EX-5.1 2 l20526bexv5w1.htm EX-5.1 EX-5.1
 

Exhibit 5.1
Nixon Peabody LLP
Attorneys at Law
Clinton Square
P.O. Box 31051
Rochester, New York 14603-1051
(585) 263-1000
Fax: (585) 263-1600
July 25, 2006
Alliance Financial Corporation
120 Madison Street, 18th Floor
Syracuse, New York 13202
Gentlemen:
     We have acted as counsel to Alliance Financial Corporation, a New York corporation (the “Company”), in connection with preparation of a Registration Statement on Form S-4, Registration No. 333-135141, (as the same may be amended and supplemented, the “Registration Statement”) initially filed by the Company on June 19, 2006 with the Securities and Exchange Commission (the “Commission”) under the Securities Act of 1933, as amended (the “Act”), in connection with the registration of up to 1,307,053 shares (the “Shares”) of common stock of the Company, $1.00 par value per share, that may be issued by the Company to the stockholders of Bridge Street Financial, Inc. (“Bridge Street”) in connection with the merger (“Merger”) of Bridge Street with and into the Company pursuant to the Agreement and Plan of Merger, dated as of April 23, 2006, by and between Bridge Street and the Company.
     This opinion is being delivered to you in connection with the Registration Statement.
     In connection with the foregoing, we have examined the Registration Statement and the Prospectus contained in the Registration Statement (the “Prospectus”).

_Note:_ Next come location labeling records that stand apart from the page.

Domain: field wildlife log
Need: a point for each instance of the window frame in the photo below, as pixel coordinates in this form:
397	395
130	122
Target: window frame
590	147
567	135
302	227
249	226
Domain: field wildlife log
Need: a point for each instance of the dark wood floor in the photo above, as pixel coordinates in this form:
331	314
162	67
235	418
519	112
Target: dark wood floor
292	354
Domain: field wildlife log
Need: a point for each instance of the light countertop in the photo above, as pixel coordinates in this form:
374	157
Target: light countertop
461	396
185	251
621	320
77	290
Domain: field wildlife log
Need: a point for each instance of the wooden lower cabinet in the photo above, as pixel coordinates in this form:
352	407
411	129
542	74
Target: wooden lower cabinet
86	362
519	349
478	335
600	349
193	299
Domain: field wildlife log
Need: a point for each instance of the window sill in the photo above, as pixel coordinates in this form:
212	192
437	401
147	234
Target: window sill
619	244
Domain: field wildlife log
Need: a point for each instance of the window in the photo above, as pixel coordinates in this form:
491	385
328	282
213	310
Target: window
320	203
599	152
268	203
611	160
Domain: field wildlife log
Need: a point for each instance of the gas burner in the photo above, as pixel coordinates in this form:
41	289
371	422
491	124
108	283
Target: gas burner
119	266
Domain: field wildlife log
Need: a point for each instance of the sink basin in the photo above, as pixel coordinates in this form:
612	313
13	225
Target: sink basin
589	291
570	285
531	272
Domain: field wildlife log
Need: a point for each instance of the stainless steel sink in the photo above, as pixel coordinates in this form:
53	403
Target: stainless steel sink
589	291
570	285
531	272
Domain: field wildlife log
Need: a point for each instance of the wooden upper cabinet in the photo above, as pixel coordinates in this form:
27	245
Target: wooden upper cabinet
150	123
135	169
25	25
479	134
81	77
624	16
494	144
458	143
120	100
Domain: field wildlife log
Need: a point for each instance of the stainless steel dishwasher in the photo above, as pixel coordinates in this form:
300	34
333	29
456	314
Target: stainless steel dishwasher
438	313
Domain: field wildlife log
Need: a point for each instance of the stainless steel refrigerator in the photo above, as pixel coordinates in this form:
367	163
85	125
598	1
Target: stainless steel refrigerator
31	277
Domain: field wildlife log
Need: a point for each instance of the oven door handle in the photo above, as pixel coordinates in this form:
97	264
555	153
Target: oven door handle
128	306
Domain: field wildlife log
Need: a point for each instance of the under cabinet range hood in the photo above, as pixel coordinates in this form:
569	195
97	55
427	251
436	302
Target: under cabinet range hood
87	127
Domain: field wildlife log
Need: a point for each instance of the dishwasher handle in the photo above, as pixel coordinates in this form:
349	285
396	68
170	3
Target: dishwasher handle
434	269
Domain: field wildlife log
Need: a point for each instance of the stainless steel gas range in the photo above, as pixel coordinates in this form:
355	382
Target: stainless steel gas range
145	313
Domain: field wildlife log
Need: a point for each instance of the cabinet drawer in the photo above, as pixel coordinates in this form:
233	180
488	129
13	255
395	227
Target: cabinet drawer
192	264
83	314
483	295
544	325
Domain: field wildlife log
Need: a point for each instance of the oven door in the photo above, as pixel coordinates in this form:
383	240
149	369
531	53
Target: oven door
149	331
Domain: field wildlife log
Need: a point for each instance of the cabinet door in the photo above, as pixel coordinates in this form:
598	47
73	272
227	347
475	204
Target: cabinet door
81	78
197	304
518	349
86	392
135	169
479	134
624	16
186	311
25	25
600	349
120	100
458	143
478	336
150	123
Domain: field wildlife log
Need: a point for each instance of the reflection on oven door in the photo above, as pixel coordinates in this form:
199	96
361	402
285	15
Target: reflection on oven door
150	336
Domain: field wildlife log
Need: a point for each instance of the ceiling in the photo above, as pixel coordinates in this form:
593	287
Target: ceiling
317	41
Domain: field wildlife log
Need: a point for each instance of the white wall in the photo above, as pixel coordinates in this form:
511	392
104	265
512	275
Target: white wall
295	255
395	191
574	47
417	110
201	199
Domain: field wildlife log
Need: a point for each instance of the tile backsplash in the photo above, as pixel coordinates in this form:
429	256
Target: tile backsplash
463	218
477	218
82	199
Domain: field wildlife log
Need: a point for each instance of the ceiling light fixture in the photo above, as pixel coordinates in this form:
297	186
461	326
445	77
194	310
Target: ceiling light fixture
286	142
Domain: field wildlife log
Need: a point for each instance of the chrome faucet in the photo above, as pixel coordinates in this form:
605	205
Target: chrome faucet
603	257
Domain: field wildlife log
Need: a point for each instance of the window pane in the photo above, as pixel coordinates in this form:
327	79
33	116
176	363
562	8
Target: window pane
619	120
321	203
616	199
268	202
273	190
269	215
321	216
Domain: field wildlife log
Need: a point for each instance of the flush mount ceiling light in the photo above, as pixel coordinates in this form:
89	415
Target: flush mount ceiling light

We also have examined originals or copies, certified or otherwise identified to our satisfaction, of such corporate records, certificates and other documents and have made such investigations of law as we have deemed necessary or appropriate as a basis for the opinions expressed below.
     As to questions of fact material to our opinions expressed herein, we have, when relevant facts were not independently established, relied upon certificates of, and information received from, the Company and/or representatives of the Company. We have made no independent investigation of the facts stated in such certificates or as to any information received from the Company and/or representatives of the Company and do not opine as to the accuracy of such factual matters. We also have relied, without investigation, upon certificates and other documents from, and conversations with, public officials.

 


 

     In rendering the following opinions, we have assumed, without investigation, the authenticity of any document or other instrument submitted to us as an original, the conformity to the originals of any document or other instrument submitted to us as a copy, the genuineness of all signatures on such originals or copies, and the legal capacity of natural persons who executed any such document or instrument at the time of execution thereof.
     Members of our firm involved in the preparation of this opinion are licensed to practice law in the State of New York and we do not purport to be experts on, or to express any opinion herein concerning, the laws of any other jurisdiction other than the laws of the State of New York.
     Based upon and subject to the qualifications and limitations contained herein, we are of the opinion that, following the effectiveness of the Registration Statement and the effectiveness of the Merger, the Shares, when issued in the manner described in the Registration Statement, will be duly authorized, validly issued, fully paid and non-assessable.
     We hereby consent to the filing of this opinion as an exhibit to the Registration Statement and to the use of our name as it appears under the caption “Legal Matters” in the Prospectus. In giving such consent, we do not thereby admit that we are an “expert” within the meaning of the Act.